Data from the Victorian Commission for Gambling and Liquor Regulation shows the city’s gamblers lost more than $400,000 a day in 2011-12.
The average loss for each Brimbank adult was more than $1000 a year, well above the state average of $613.
Last year’s total was $6 million more than the $139.3 million poured into pokies in 2010-11 and kept Brimbank as the highest-spending municipality in the state.
Brimbank’s acting general manager of community well-being, Neil Whiteside, said the council was concerned by the latest increase.
He said Brimbank was the second-most disadvantaged area in metropolitan Melbourne and money lost to its 970 gaming machines would otherwise be put back in the local community.
“[The] council supports a decrease in the numbers and density of electronic gaming machines in Brimbank.
“The electronic gambling policy outlines the council’s concerns in relation to the detrimental impact of problem gambling.”
As reported by the Weekly, the 2012-13 council budget includes higher rates for pokies venues in a move aimed at funding programs to help problem gamblers.
The rate is twice that levied on commercial and industrial properties.
Brimbank’s general manager of corporate services, Doris Cunningham, said the council would receive almost $750,000 from gaming venue rates this year.
She said extra revenue collected would go towards providing services to the community, including strengthening partnerships with welfare agencies, problem gambling services, support information and awareness campaigns.
According to recent figures from the Justice Department, 1.9 per cent of gamblers in Melbourne’s north-west were classed as problem gamblers, while 2.6 per cent were at moderate risk and 6.7 at low risk of becoming problem gamblers.

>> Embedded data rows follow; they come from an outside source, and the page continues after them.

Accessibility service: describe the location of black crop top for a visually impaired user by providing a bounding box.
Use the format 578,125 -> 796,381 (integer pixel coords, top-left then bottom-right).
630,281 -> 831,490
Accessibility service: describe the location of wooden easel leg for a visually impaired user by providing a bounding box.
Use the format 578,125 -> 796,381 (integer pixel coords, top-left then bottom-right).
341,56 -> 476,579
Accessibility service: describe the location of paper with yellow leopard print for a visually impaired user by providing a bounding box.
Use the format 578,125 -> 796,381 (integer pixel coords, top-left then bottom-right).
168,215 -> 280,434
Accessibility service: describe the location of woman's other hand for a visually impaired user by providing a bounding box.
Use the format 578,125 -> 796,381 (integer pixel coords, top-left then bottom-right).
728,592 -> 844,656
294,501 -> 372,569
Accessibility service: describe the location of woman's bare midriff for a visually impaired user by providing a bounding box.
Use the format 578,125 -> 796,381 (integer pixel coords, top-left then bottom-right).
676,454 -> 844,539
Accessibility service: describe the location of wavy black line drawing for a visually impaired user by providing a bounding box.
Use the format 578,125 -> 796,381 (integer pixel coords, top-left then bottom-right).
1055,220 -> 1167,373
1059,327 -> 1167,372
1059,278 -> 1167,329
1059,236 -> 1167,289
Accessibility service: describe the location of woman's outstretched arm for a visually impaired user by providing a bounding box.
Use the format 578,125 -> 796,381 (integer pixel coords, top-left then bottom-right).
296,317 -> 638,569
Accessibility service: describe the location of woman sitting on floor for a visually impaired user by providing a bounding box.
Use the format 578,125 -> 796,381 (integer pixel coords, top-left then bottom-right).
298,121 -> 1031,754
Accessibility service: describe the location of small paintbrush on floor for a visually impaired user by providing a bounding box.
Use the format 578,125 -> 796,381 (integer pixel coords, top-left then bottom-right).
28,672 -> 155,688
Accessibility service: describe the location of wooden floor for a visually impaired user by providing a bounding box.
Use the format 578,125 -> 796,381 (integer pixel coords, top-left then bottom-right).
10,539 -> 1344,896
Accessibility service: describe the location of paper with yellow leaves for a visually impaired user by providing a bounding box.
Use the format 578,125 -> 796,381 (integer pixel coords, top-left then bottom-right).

HealthWest project manager James Dunne said the trend of increasing pokies losses across the western suburbs meant problem gambling habits were on the rise.
“These people might not be defined as problem gamblers but are still likely to be experiencing many of the negative impacts of problem gambling, such as financial troubles, anxiety, stress and relationship problems,” he said.
Mr Dunne said pokies losses and an over-representation of pokies venues were being felt in poorer western suburbs that could least afford them.
“If you drill down further to a suburb like Braybrook, which is one of the most disadvantage suburbs in the state, a local pokies venue has 50 pokie machines and is seeing $11 million a year in losses from the local community – that’s approximately $220,000 per machine.
“Clearly with expenditure of pokies and a density that is high, people in the west are at greater risk of developing gambling problems.”
Mr Dunne said the alarming losses across the west should prompt regulatory reform to give councils more planning clout.